A screenshot of the Microsoft Azure portal showing the Storage accounts overview for a storage account named "azai102imagestore." The screen displays the left navigation and account list on the left and detailed properties and settings (Blob service, File service, Security, Networking) for the selected account on the right.
A screenshot of the Microsoft Azure Storage container view showing an "images" container with a list of image files on the left and the properties/details pane for "dog.jpg" open on the right. The properties pane displays blob metadata like URL, last modified time, size, and content-type.
Quick Test displays predicted tags and probabilities for classification models. For example, a golden retriever image might return “Golden Retriever — 99.7%.”
A screenshot of a "Quick Test" page in a custom vision web app showing a photo of a golden retriever sitting in a grassy field. The predictions panel on the right lists "Golden Retriever" with about 99.7% probability.
Validate generalization by testing with diverse images, including web images and held-out datasets.
A screenshot of a web app showing a black-and-white Siberian husky standing on a rocky outcrop against a blue sky. The app's prediction panel on the right labels the image "Husky" with 99.8% probability.
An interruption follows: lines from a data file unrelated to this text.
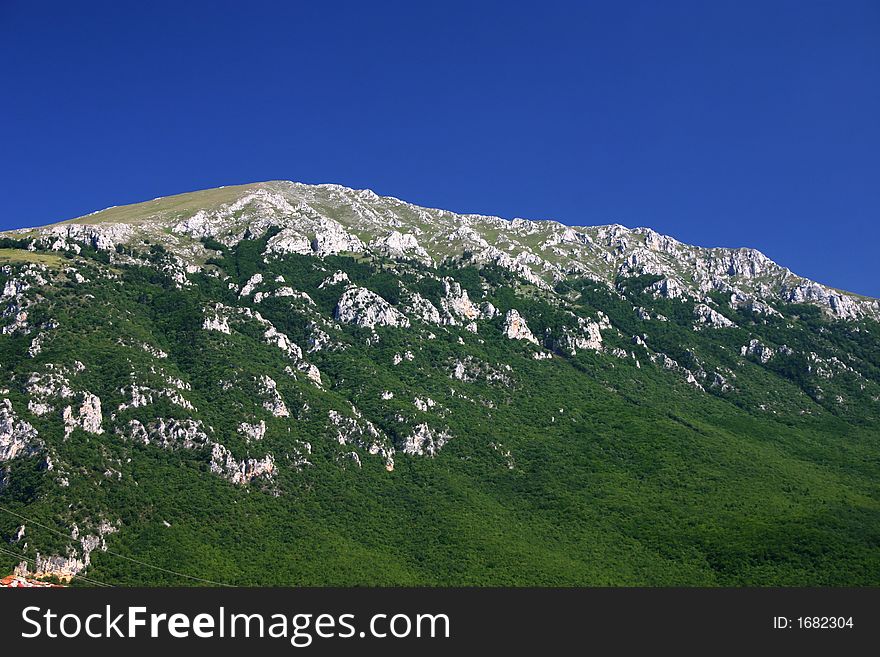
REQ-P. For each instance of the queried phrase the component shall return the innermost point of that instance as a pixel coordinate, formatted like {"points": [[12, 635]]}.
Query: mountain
{"points": [[280, 383]]}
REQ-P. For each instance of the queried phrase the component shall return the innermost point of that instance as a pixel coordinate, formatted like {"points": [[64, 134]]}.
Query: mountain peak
{"points": [[328, 219]]}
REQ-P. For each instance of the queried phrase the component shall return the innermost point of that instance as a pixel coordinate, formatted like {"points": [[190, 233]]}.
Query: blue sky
{"points": [[720, 123]]}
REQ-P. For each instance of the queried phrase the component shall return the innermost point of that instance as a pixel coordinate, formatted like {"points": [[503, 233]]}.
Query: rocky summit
{"points": [[295, 384]]}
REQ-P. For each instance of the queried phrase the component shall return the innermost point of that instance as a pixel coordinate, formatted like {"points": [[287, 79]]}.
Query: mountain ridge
{"points": [[604, 252], [301, 385]]}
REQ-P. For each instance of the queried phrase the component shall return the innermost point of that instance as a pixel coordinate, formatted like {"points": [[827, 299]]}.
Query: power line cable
{"points": [[26, 560], [116, 554]]}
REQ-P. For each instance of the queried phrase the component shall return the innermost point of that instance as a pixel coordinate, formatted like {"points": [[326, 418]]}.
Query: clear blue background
{"points": [[720, 123]]}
Object detection: annotate, train, and evaluate

Object detection projects return both labels and bounding boxes. Workflow:
  1. Create an object detection project (e.g., DogDetector).
  2. Upload images.
  3. Create tags (e.g., Golden Retriever, Husky).
  4. Select images, draw bounding boxes for each instance, and assign tags.
  5. Train and review metrics (Precision, Recall, mAP).
A computer screenshot of a Custom Vision-style web interface labeled "DogDetector" showing three dog photos at the top and a centered "Create a new tag" dialog box for entering a tag name. The page UI includes workspace filters and buttons for adding or training images.
A screenshot of an image-annotation web app. It shows a husky dog lying on grass with a bounding box around it labeled "Husky."
For object detection, Custom Vision recommends a minimum of ~15 images per tag to start achieving reasonable results. More images, varied scenes, and tightly drawn bounding boxes significantly improve robustness and reduce false positives/negatives.
After annotating, train the model and inspect per-tag performance. Use Quick Test to verify bounding box outputs, confidence scores, and multiple detections per image.
A browser screenshot of an Azure Custom Vision "DogDetector" project performance page showing three circular metrics (Precision 85.7%, Recall 85.7%, mAP 80.2%). Below is a "Performance Per Tag" table listing results for Golden Retriever and Husky.
A screenshot of a Custom Vision "Quick Test" window showing two smiling dogs — a golden retriever on the left and a husky on the right — with red detection boxes. The sidebar shows model predictions (e.g., Golden Retriever 99.8% and Husky 97.8%).
If detection quality is insufficient:
  • Add images that increase variation (lighting, scale, occlusion, orientation).
  • Correct and tighten bounding boxes.
  • Increase labeled instances per tag and retrain.

Publish for production

When satisfied with an iteration, publish it to create a prediction endpoint and obtain keys/credentials. Use the SDK or REST Prediction API to integrate the model into web, mobile, or backend systems. API & SDK references:

Summary

  • Use Custom Vision Studio to create classification or object detection projects, upload and tag images, train iterations, evaluate precision/recall/mAP, and test with Quick Test.
  • Publish trained iterations to obtain prediction endpoints for programmatic integration.
  • Improve models iteratively—collect diverse labeled data, correct annotations, and retrain to improve real-world performance.